Tras leer el libro, la inevitable pregunta que se plantea es: ¿cómo hemos llegado a este punto, a este triunfo de la ignorancia?

Creo que hay una responsabilidad en la educación, y seguramente sea una responsabilidad que pertenece a mi generación, la Generación de Mayo del 68. Fuimos una generación que tuvo que hacer un esfuerzo, ciertos sacrificios. No estábamos todavía en lo que podemos llamar sociedad del bienestar y, quizá por este motivo, lo que hicimos fue abrir las compuertas frente a cualquier respeto a la autoridad. Mayo del 68 fue muy positivo en algunos aspectos, pero en otros fue nefasto. La destrucción de la autoridad legítima y culta comenzó con nuestros propios hijos, que ya no sufrieron la doma inicial. Porque los años más tempranos son, de hecho, de doma; la educación comienza cuando el niño ya tiene su configuración cerebral en un punto que le capacita para comprender las cosas. Esa doma quedó liquidada, quizá porque no queríamos que pasaran por dificultades o porque cualquier sensación de autoridad nos molestaba, incluso la nuestra propia. Esto se repitió después en las escuelas, con los consejos de padres, capaces de desautorizar a un profesor si había tenido un problema con nuestros propios hijos, y, posteriormente, incluso en la propia universidad.
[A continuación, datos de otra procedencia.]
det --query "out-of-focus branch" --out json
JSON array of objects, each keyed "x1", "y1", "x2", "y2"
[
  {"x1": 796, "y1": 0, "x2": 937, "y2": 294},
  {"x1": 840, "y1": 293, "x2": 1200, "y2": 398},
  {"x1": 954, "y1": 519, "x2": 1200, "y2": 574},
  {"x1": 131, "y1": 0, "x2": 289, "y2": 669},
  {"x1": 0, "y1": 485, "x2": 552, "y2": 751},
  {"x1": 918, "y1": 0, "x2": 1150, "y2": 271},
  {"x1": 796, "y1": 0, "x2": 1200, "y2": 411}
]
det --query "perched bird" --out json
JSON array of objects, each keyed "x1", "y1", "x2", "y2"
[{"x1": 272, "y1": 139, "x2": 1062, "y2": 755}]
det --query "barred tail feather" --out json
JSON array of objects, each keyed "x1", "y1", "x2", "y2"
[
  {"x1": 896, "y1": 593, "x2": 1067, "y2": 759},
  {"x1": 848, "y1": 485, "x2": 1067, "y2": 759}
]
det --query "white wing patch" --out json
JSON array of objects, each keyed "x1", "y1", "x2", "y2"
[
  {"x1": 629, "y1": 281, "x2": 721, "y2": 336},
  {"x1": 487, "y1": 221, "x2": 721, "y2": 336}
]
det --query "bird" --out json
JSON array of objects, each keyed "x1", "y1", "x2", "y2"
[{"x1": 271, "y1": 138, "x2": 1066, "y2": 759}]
Esto ha tenido como consecuencia que haya unas generaciones que han sido educadas en una cierta facilidad, no solamente por parte de los padres, sino también de las instituciones, y que manifiestan un desprecio absoluto hacia todo lo pasado, que también sentíamos nosotros, pero no de una manera tan patológica. El pasado que hoy se desprecia no es el de hace dos mil años, sino el de hace tres meses o un año. Digamos que sólo existe un presente compulsivo. El resultado son estas generaciones con una preparación humanística muy endeble. Sí en cuanto a información, pero no en lo que respecta a las estructuras de su carácter. Es decir, al primer encontronazo con la vida, se desmontan. Inmediatamente necesitan psicólogos y también la química en un porcentaje muy alto.  Ese es el panorama.
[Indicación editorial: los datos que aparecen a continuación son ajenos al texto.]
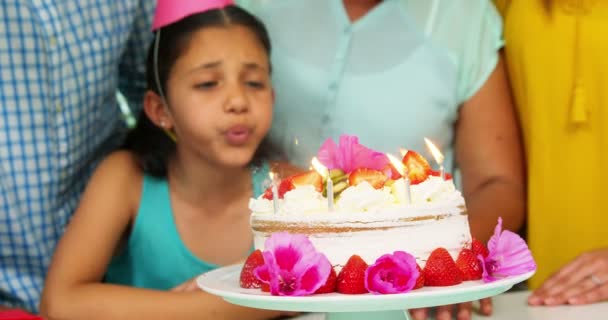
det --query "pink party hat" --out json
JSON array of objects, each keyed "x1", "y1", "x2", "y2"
[{"x1": 152, "y1": 0, "x2": 234, "y2": 31}]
Y en ese panorama, cuando vemos a los políticos, de un lado y de otro, con edades entre los 40 y 50 años, y que son individuos cuya estructura falla. La estructura que los mantenga en sus posiciones, en una determinada moral, que no les lleve a estar siempre en lo que podríamos llamar un endeble consenso con los demás. Sin embargo, siempre hay un fallo en su forma de enfrentarse a los hechos.

Los hechos no son siempre manipulables. Hay un momento en que es preciso decir “no” a algo por unos principios irreversibles. No se trata de tener muchos principios, sino pocos y muy bien fundamentados. Y esto es de lo que carece esta generación.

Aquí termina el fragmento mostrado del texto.